La gula imperial de Carlos V

Los Austrias arrastraban una tara familiar, la quijada prognática, que fue en aumento debido a los casamientos consanguíneos. Carlos V, grandísimo glotón, tenía las mandíbulas tan desajustadas que apenas podía masticar con ellas. La naturaleza lo compensó, sin embargo, dotándolo de un estómago capaz de digerir piedras y tan elástico que podía almacenar una sorprendente cantidad de vianda. El emperador devoraba, de una sentada, sopas, pescados en salazón, vaca cocida, cordero asado, liebres al horno, venado a la alemana, capones en salsa, y todo lo que le viniera a mano. Como todo ello iba generosamente salpimentado y especiado, le producía una sed abrasadora que apagaba trasegando en cada comida hasta cinco jarras de cerveza, de un litro más o menos cada una, aparte del vino. Así pues, todo un espectáculo.

Y sin contar los postres…

La energía de Carlos V disminuyó con los años, pero su fabuloso apetito se mantuvo intacto. En 1557 abdicó en su hijo Felipe II y se retiró al monasterio de Yuste, en Extremadura. No había cumplido todavía los sesenta, pero ya era un hombre acabado, prematuramente envejecido por la gota y los problemas circulatorios. Van Male, su ayuda de cámara, estaba convencido de que la glotonería del emperador era «el manantial de sus muchas enfermedades». Algo así vino a decir también su médico, el doctor don Luis Lobera de Ávila, celebrado autor del tratado El banquete de nobles caballeros donde se refieren las excelencias y los peligros de cada tipo de alimento, así como los de la siesta (que desaconseja) y los del coito, sobre el que remite a Galeno, Avicena, Rasis y otros, «pues es materia para mancebos y no para viejos como yo».
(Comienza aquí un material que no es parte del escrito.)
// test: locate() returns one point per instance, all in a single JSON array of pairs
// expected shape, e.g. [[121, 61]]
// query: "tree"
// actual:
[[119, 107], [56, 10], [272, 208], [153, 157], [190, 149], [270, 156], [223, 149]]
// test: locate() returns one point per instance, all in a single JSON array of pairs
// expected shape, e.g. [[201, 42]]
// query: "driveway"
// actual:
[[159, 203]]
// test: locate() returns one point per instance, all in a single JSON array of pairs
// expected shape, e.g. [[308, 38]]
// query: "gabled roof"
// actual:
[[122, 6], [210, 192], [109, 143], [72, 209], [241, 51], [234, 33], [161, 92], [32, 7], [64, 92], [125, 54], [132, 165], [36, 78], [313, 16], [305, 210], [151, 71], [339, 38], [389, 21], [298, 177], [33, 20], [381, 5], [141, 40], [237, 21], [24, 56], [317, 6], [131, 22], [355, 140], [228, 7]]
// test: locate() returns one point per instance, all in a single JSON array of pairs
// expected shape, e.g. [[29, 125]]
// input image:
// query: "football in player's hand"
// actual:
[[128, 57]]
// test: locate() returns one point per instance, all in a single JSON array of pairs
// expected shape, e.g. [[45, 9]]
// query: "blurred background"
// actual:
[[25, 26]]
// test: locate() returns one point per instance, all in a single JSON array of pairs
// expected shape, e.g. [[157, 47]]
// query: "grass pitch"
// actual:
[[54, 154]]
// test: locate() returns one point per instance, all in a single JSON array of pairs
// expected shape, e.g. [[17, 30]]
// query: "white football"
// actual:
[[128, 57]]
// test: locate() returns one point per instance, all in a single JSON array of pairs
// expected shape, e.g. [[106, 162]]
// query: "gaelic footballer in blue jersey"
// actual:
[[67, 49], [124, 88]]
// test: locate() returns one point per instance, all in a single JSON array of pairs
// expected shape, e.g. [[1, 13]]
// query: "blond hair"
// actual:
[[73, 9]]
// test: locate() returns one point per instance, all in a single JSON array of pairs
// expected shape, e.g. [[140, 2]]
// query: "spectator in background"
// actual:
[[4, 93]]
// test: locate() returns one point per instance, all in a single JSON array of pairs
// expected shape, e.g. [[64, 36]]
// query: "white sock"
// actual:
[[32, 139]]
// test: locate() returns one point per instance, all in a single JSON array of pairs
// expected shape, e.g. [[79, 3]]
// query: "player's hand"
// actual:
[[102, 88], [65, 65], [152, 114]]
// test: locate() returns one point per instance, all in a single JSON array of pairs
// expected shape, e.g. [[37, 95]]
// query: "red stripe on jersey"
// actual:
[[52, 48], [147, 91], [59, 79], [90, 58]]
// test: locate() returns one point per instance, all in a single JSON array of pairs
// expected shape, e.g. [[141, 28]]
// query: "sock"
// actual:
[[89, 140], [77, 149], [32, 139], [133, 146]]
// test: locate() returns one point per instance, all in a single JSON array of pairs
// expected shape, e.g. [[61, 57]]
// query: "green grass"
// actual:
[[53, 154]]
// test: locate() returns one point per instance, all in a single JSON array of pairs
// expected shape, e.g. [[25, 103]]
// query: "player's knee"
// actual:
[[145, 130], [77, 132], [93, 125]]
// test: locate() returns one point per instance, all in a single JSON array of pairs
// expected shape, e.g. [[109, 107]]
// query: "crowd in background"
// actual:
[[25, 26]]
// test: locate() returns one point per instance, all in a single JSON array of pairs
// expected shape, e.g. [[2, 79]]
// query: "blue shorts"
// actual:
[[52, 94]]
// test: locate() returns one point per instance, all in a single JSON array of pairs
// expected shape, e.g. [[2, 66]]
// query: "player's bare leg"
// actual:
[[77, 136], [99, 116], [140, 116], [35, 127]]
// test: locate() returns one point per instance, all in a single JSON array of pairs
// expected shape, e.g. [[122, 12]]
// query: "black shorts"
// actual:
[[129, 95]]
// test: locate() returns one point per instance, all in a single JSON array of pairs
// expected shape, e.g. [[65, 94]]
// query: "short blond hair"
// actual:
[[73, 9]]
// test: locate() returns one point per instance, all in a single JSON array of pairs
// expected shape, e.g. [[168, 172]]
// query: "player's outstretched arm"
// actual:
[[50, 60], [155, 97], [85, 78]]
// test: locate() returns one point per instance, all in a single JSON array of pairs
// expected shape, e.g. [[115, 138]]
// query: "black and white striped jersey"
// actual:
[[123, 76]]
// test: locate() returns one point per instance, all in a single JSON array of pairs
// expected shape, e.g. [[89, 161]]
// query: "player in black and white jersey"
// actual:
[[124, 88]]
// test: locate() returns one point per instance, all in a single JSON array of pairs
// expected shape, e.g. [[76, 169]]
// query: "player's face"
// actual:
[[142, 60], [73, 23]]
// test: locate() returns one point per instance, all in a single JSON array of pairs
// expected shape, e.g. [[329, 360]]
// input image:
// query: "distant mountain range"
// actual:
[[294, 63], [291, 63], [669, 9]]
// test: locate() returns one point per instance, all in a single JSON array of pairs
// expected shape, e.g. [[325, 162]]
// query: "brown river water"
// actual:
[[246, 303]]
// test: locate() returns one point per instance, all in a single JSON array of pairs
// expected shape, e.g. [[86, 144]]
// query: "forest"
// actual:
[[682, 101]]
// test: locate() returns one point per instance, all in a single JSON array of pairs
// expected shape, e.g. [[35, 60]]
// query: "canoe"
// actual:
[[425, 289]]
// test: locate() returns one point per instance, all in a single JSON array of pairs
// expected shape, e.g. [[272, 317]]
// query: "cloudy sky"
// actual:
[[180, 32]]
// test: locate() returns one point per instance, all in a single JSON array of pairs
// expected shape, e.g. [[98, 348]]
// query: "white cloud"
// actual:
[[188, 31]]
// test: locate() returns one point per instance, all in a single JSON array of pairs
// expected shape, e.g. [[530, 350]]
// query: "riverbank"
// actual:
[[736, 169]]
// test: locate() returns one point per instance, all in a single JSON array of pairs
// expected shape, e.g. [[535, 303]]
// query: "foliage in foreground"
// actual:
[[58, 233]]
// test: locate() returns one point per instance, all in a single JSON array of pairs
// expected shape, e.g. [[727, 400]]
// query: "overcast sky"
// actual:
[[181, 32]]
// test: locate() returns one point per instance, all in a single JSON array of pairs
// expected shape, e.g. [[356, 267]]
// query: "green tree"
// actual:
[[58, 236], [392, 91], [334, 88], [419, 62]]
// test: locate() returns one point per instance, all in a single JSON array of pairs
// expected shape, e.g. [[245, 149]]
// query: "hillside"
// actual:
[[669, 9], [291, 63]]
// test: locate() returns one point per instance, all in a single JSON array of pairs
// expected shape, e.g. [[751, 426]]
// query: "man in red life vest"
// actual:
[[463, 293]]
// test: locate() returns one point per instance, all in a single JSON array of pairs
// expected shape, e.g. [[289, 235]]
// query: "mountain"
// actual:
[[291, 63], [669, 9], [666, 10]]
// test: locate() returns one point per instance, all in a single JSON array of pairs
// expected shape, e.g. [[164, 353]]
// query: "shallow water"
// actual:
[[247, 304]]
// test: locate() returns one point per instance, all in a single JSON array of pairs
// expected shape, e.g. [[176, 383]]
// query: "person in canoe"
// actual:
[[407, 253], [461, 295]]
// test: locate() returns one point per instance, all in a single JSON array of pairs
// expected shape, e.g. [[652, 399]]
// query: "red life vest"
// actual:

El seco refranero castellano propone un drástico remedio para la gota:

«Se cura tapando la boca». Pero Carlos V no tenía la menor intención de regenerarse. A Yuste llevó consigo, además de su colección de relojes, a sus despenseros, sumillers, maestros cerveceros y toda la troupe de las cocinas imperiales. Y dejó organizada una compleja logística que le mantuvo la despensa bien surtida. Al retiro de Yuste llegaban sus manjares con la misma regularidad con que sus relojes daban las horas. Luis Méndez Quijada, criado e intendente del emperador, anota «las anchovas ápasteles de anguilaú llegadas ayer fueron bien recibidas y mejor comidas». En la misma relación van los manjares que recibía el imperial glotón: ostras vivas y picadas en Santander, anchoas en salazón, sardinas en escabeche, toda clase de mariscos (en cajas de hielo), pasteles de lamprea, jalea de anguilas, perdices, liebres y venados. A lo que habría que sumar los productos de la tierra, las estupendas frutas de Yuste, los espárragos, el queso extremeño. Y las truchas. Los vecinos de Cuacos andaban mohínos porque desde que el emperador se instaló en sus términos no habían vuelto a probar las truchas del río local, que todas iban a parar a la mesa del voraz Austria. Carlos, sin renunciar a la carne, se hizo algo más goloso en Yuste. Comenzaba la comida por la fruta, como era costumbre entonces: fuentes de cerezas y fresas con nata, o de melón, según la época, antes de entrar a la carne, y muchos capones cocidos en leche y especiados.